Les IMC ajustés sur l’âge ont augmenté de façon significative avec le nombre d’expositions aux antibiotiques: les enfants n’ayant pas été exposés aux antibiotiques présentaient un IMC plus bas que la moyenne (z-score de 0,87); ceux ayant reçu 1 à 3 cures d’antibiotiques avait un IMC également légèrement réduit (z-score de 0,92); l’IMC augmentait pour 4 à 9 doses (z-score de 1,06) et pour ceux ayant reçu plus de 9 traitements par antibiotiques (z-score de 1,08).
L’exposition à plus de 9 traitements par antibiotiques a été associée à une multiplication par 2,4 du risque d'obésité par rapport à l'absence d'exposition.
En outre, les enfants dont l'exposition a commencé au cours de la première année de vie avaient un IMC ajusté pour l’âge plus élevé que ceux qui n'étaient pas exposés, alors que ceux dont l'exposition a commencé après la première année de vie ne présentaient aucune différence.
Dans cette étude, l'exposition répétée aux antibiotiques dans la petite enfance a été associée à un IMC ajusté pour l'âge plus important et à une probabilité accrue d'obésité.

… mais pas dans l'autre

Dans une étude rétrospective transversale, Karen Leong du Liggins Institute (qui fait aussi partie de l'université d'Auckland) et ses collègues ont recruté 132.852 mères et 151.359 enfants (51,3 % garçons).

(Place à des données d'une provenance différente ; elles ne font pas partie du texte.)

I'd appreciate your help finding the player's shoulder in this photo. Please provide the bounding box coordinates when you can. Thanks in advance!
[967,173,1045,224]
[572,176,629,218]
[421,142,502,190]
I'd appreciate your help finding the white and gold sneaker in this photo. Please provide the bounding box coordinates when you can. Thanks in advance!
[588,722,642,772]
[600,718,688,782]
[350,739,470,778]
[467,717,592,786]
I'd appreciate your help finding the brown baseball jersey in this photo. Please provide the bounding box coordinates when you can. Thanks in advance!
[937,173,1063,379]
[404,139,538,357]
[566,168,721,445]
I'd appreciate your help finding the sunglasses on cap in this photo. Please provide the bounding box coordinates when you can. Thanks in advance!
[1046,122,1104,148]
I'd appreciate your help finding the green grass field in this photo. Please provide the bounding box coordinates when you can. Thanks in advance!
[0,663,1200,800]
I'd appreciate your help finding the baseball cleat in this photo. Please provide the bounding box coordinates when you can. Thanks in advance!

Des analyses ont été réalisées sur 150.699 enfants (dont les données étaient disponibles).
L’exposition aux antibiotiques a été étudiée pendant la grossesse et/ou la petite enfance jusqu’à l’âge de deux ans. Entre 4 à 5 ans, les données anthropométriques des enfants étaient évaluées.
Dans une première analyse, les résultats de l'étude montraient aussi que l'exposition aux antibiotiques est courante: 35,7% des mères ont reçu au moins un traitement antibiotique pendant leur grossesse et 82,3 % des enfants au cours des deux premières années de vie.
L’exposition aux antibiotiques avant la naissance et dans la petite enfance était associée à l'obésité à l'âge de 4 ans, avec un effet de la dose: la prévalence de l’obésité augmentait de 17,1% avec la prise d’un antibiotique durant la grossesse et de 22,3% avec la prise de 5 traitements antibiotiques. Le risque d’obésité augmentait également de manière dose-dépendante lorsque le traitement avait eu lieu dans les deux premières années.
Mais les auteurs ont poursuivi leur recherche en effectuant des analyses à effets fixes sur 6.249 frères et soeurs et 522 jumeaux. Ces analyses n'ont alors montré aucune association entre l'exposition aux antibiotiques et l'obésité.
Pour les chercheurs, ces résultats discordants reflètent probablement des facteurs de confusion non mesurés.

La transmission du microbiome dans la fratrie ?

Dans un éditorial, Meghan Azad de l'université du Manitoba à Winnipeg (Canada) suggère que l'absence de différence entre frères et soeurs pourrait être lié à des transmissions de microbiote dans la fratrie, ce qui atténuerait l'effet des antibiotiques.
En outre, elle souligne que dans la première étude, la cohorte étant plus petite, elle a pu être étudiée de façon plus profonde. Certains paramètres comme le régime alimentaire, le sommeil, le temps passé à regarder la télévision ainsi que le poids, le niveau d’éducation et le statut relationnel de la mère ont pu être mieux pris en compte.
Selon elle, il est important de reconnaître que l'obésité infantile résulte d'influences multifactorielles; ainsi, l'exposition aux antibiotiques n'est ni nécessaire ni suffisante comme cause.
Cependant, elle insiste sur le fait que son rôle potentiel ne peut être ignoré étant donné les preuves de plus en plus nombreuses sur des modèles animaux ou humains montrant que les antibiotiques peuvent causer des changements dans le microbiome intestinal qui sont associés au métabolisme et au gain de poids.